Rules for Programs Writing Programs
I'd rather write programs to write programs than write programs.
Programming Pearls, Communications of the ACM, Sept. 1985
I write a lot of programs that write programs. I’ve found a few rules that makes the output and usage of these generated programs more useful.
Make the output “diff friendly”
By “diff friendly”, the output from “diff” or “git diff” should be clear to human on what changed, if anything. I wrote a whole article on diff friendly, but the TLDR is:
- if you are generating something from a data structure make sure the output is sorted. In golang you have to since iterating over maps, by design, is non-deterministic, but you should do this in other languages too.
- Format the output using whatever is standard. That’s easy in golang. For other languages you’ll have to pick a format and stick by it. A common format will make diffs simpler. This also makes the generator program simpler since the author doesn’t need to worry about white space and other things - it will be done in a separate step.
- If you a generating a data file like HTML or CSS, and if you don’t have a formatter, you’ll want to strategically add line breaks so “view source” and diff output isn’t one gigantic line.
Don’t automatically overwrite the existing program if the new program isn’t functionally different.
Even formatters has bugs and change over time, just like everything else. And it’s very hard to make everyone use the same toolset for formatting. This means, two people generating the file might have different results.

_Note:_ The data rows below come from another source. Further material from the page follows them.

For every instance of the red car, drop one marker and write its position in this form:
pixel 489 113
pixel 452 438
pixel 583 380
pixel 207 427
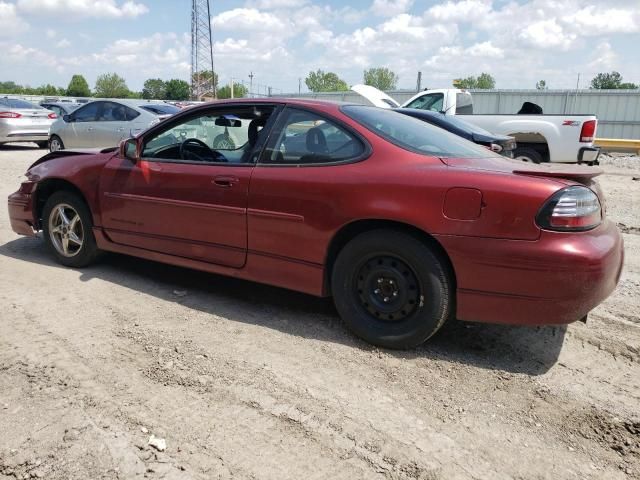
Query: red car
pixel 405 224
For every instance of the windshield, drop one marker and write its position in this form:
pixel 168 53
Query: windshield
pixel 160 108
pixel 15 103
pixel 413 134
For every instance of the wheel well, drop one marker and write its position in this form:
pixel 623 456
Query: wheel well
pixel 45 189
pixel 352 230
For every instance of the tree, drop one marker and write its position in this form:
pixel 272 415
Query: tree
pixel 320 81
pixel 382 78
pixel 611 80
pixel 111 85
pixel 239 91
pixel 177 90
pixel 78 87
pixel 154 89
pixel 484 80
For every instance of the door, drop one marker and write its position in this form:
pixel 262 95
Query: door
pixel 186 197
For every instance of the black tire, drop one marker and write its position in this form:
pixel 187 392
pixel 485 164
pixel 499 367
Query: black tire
pixel 527 154
pixel 52 140
pixel 409 318
pixel 78 255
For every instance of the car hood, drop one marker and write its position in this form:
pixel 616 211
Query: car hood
pixel 71 153
pixel 377 97
pixel 577 173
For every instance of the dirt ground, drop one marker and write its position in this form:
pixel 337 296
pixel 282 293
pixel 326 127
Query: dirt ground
pixel 250 382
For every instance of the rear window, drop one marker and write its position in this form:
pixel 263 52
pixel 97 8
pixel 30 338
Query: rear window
pixel 160 109
pixel 15 103
pixel 413 134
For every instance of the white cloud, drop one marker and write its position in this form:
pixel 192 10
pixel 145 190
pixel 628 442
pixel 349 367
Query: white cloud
pixel 10 23
pixel 547 34
pixel 83 8
pixel 390 8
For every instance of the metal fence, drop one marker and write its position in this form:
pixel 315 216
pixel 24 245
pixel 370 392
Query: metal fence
pixel 618 111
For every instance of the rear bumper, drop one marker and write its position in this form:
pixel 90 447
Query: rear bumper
pixel 556 279
pixel 21 214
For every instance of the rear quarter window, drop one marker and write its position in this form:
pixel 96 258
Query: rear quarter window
pixel 414 135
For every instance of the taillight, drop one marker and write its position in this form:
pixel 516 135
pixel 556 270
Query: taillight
pixel 573 208
pixel 588 132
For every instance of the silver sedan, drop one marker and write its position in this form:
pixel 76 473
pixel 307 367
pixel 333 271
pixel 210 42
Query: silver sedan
pixel 104 123
pixel 21 121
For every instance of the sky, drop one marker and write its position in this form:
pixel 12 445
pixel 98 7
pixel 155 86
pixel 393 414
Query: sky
pixel 280 41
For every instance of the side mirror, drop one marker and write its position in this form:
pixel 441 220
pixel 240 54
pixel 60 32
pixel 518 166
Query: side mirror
pixel 129 149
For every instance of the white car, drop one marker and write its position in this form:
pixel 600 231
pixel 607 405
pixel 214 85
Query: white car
pixel 540 138
pixel 104 123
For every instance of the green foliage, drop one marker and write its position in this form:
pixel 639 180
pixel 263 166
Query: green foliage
pixel 78 87
pixel 382 78
pixel 177 90
pixel 111 85
pixel 154 89
pixel 484 80
pixel 239 91
pixel 319 81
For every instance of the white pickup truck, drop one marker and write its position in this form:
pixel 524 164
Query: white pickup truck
pixel 540 138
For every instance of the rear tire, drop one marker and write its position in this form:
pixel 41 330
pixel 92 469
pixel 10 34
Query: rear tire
pixel 391 289
pixel 55 143
pixel 527 154
pixel 68 230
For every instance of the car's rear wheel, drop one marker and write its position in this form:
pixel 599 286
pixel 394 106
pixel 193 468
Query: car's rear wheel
pixel 391 289
pixel 527 154
pixel 55 143
pixel 67 228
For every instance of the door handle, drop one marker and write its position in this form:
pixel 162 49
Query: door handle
pixel 225 181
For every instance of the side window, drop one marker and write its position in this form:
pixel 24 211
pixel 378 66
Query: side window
pixel 430 101
pixel 227 136
pixel 307 138
pixel 464 104
pixel 131 113
pixel 88 113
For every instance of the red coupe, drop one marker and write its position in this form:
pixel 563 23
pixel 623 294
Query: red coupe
pixel 404 224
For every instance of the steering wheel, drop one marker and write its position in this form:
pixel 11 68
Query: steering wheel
pixel 195 141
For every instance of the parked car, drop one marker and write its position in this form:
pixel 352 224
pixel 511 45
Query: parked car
pixel 60 108
pixel 540 138
pixel 502 144
pixel 103 123
pixel 405 224
pixel 21 121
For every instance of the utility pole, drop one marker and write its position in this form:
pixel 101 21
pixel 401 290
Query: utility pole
pixel 201 50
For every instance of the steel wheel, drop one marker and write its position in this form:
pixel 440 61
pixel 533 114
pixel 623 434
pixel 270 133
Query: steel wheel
pixel 387 288
pixel 66 230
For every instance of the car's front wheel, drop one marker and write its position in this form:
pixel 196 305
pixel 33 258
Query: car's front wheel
pixel 67 228
pixel 392 289
pixel 55 143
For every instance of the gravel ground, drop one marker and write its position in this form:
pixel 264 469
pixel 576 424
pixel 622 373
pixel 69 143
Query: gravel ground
pixel 252 382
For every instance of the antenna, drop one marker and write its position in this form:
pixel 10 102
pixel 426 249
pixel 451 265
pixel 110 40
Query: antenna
pixel 202 71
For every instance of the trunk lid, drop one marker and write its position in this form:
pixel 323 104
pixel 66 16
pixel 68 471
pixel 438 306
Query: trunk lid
pixel 577 173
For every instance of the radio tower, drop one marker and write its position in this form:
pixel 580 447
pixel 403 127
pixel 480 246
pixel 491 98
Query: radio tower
pixel 201 50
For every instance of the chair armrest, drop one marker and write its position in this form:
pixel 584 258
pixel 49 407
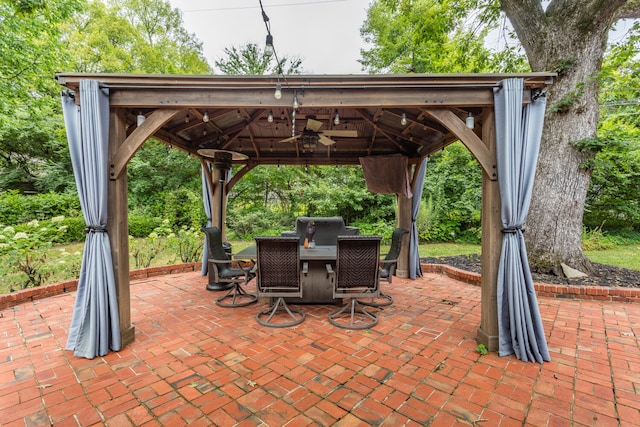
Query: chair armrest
pixel 236 262
pixel 330 273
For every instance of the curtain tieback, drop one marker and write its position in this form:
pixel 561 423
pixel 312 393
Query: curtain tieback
pixel 513 229
pixel 96 229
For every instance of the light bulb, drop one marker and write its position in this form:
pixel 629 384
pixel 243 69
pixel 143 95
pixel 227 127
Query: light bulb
pixel 268 48
pixel 470 121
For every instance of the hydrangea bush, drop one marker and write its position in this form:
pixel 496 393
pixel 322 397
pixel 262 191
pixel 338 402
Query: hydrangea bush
pixel 25 252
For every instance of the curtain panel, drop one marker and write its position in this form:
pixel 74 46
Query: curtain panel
pixel 95 324
pixel 518 135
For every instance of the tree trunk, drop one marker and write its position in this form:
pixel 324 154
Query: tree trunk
pixel 569 37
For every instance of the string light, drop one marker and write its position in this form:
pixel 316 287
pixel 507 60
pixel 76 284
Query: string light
pixel 278 93
pixel 270 50
pixel 470 121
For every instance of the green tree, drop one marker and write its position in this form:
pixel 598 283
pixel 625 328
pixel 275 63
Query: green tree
pixel 135 36
pixel 249 59
pixel 453 196
pixel 569 37
pixel 613 200
pixel 143 36
pixel 32 49
pixel 434 36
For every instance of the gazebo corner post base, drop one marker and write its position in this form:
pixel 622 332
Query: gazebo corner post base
pixel 127 336
pixel 490 342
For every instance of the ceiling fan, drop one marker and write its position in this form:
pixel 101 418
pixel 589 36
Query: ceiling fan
pixel 311 134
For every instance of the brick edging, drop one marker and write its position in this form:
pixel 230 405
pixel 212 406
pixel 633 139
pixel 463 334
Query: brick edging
pixel 45 291
pixel 596 293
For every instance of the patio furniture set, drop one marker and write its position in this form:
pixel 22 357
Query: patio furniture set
pixel 321 262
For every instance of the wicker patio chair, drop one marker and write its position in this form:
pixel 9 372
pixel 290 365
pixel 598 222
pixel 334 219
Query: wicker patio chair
pixel 225 270
pixel 278 277
pixel 388 268
pixel 355 276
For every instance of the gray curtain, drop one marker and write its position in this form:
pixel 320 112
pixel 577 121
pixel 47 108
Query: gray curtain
pixel 415 269
pixel 95 325
pixel 206 199
pixel 518 134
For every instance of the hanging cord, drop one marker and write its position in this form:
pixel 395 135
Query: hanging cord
pixel 267 25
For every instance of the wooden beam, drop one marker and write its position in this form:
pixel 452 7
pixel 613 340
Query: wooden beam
pixel 126 151
pixel 491 245
pixel 360 97
pixel 479 150
pixel 118 230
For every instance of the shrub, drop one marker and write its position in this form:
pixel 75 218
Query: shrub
pixel 246 225
pixel 17 208
pixel 25 252
pixel 188 244
pixel 142 226
pixel 183 207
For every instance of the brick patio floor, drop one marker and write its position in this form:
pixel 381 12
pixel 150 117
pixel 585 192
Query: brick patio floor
pixel 194 363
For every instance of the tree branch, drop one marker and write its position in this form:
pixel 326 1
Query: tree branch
pixel 631 10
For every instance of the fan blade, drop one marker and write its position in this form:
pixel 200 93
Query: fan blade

The cost of emitting a new version can be high. You might not want to re-release your generated file simply because you made a change to your code comments or made an indentation change. If the new code is only different in whitespace or comments, then it should not automatically overwrite the existing version. If you want to make a new version, you can by deleting the old copy explicitly. Of course, if the actual code changed, then a new version should emitted.
To aid in this, I wrote client9/codegen which should give you a good indicator if your program has changed significantly. Yeah it’s a program to help programs write programs.
And from this, there is another reason to ignore comments.
Add timestamp or version to generated file
Generated files are often used outside the program that created them and have lost their change history. If you don’t add a timestamp, then given two copies of the generated file one can’t tell which one is newer.
If you don’t implement the previous rule, adding a timestamp to the output creates a new, different file every time. Which means a new file with no effective changes either needs to reviewed or committed.
But, since we ignore comments when deciding if we should rewrite a new version, adding a timestamp or version indicator is no problem and provides a lot of benefits. If only the timestamp has changed, then a new version is not generated.